Best Practices for Turning Around Distressed Companies: Successful M&A Transactions of Distressed Assets
It is important to remember that a turnaround is not always possible, and sometimes closing the company and/or selling off its assets to pay down creditors is the right answer. In this installment, Yoav will discuss a case where this occurred, as well as the steps he took with the distressed company to facilitate a successful transaction.
A few years ago, I received an urgent call from an asset-based lender asking me to conduct an urgent review of their collateralized loan against a USD 50 million manufacturer of consumer goods.
The next morning, I met with the company’s CEO, who told me that he had been in the final stages of selling the company, but at the last minute, the buyer backed out of the deal. During the final months leading up to the sale, the company was squeezed by a steep decline in new orders from their largest customer, who also demanded and received extended payment terms, causing a major cash flow crunch and an inability to make timely payments to the company’s suppliers and employees.
I reviewed the accounts receivables and inventory and determined that the collateral was short by almost USD 1 million. In addition, the lender stopped funding the company, so they barely had enough cash to continue operations for a week.
The only option for a quick sale was to try and sell the company’s assets – which was comprised of the current and future book of orders – to a strategic buyer, which was in the same industry as the seller. A strategic buyer was our preferred option for two reasons: first, it meant they could immediately step in and buy the finished goods from the company’s suppliers, ensuring customers would get their orders on time, and second, they could deliver all future orders while maintaining the client base.
I first met with the buyer who backed out of the transaction and offered to sell the company’s assets for substantially less than what he was willing to pay a few weeks earlier. We negotiated a transaction by which the secured lender would take possession of the assets and sell them to the buyer, thus protecting both the company and the buyer from a fraudulent conveyance transaction. We reached a final agreement within a week and had set a time for closing – but the buyer got cold feet again and never showed up to the closing.
On the evening of the canceled closing, the CEO and I met with another strategic buyer. After a short discussion, we shook hands on a deal that was better than the one we just lost – more money and no contingencies. The deal closed within two business days, and the secured lender received most of its loan back.
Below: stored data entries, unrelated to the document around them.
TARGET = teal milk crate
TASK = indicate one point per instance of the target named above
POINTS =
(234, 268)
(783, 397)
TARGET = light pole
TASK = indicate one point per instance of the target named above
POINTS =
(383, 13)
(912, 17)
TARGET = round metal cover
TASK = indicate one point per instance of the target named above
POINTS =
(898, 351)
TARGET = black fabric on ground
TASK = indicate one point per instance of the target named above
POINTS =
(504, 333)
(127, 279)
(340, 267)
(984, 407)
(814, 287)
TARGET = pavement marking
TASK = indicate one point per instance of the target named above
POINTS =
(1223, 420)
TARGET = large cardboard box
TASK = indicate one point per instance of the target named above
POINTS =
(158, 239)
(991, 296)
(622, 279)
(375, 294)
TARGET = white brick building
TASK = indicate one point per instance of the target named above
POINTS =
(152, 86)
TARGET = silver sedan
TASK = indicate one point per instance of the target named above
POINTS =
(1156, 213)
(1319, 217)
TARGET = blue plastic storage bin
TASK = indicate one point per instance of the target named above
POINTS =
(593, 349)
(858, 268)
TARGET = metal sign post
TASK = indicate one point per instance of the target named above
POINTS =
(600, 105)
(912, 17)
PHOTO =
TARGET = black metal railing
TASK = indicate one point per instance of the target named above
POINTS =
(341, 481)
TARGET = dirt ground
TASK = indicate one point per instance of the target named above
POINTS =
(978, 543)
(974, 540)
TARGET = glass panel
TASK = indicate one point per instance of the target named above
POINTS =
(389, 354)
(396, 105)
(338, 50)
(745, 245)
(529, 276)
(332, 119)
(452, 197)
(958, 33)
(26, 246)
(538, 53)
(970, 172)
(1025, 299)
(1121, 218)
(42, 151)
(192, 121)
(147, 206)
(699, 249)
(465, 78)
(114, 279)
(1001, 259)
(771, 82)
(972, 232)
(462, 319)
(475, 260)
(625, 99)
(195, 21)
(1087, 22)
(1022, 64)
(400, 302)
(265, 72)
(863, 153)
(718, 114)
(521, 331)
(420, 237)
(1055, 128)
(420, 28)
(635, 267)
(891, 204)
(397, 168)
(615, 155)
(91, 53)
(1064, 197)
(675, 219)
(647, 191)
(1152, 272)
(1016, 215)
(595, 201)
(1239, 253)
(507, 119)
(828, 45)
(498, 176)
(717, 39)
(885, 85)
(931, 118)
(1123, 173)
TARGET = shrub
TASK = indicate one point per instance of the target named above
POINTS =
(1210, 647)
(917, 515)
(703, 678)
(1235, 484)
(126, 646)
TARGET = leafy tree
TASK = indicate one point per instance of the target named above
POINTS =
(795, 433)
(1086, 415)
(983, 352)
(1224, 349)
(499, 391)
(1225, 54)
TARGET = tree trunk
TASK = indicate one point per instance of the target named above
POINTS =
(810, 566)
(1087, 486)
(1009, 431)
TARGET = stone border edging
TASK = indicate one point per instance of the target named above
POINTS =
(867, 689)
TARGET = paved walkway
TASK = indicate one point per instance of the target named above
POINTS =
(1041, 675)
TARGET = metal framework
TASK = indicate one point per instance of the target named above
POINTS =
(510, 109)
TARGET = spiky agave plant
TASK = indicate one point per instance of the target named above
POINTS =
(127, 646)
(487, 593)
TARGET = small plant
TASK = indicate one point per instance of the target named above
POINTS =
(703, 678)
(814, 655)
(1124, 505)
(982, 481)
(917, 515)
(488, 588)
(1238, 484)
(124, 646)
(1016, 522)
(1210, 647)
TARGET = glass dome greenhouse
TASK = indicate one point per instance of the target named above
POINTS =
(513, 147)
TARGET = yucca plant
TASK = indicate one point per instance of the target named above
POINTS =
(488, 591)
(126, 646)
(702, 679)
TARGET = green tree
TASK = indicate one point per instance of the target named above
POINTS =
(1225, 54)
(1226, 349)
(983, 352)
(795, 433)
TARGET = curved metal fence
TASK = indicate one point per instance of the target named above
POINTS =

So, what led to a successful sale and recovery of the secured lender’s loan?
- Quick analysis of the situation, setting an action plan, and fast execution
- Implementing an aggressive plan to collect all outstanding accounts receivable
- Meeting with several strategic buyers to discuss the merits of a transaction that would make sense to both the secured lender and the buyer
- Communicating with the factories and the customers, and ensuring that we kept both sides engaged, and
- Communicating with the sales team (which was instrumental in keeping clients informed) and helping the eventual buyer deliver the orders (most of the seller’s salespeople were offered jobs with the buyer)
To be successful in facilitating a distressed asset sale, one must quickly understand the major challenges and immediately develop an action plan with the senior management team and creditors. While leading the execution of the plan, one must be able to make fast decisions and be able to be flexible and change course as needed.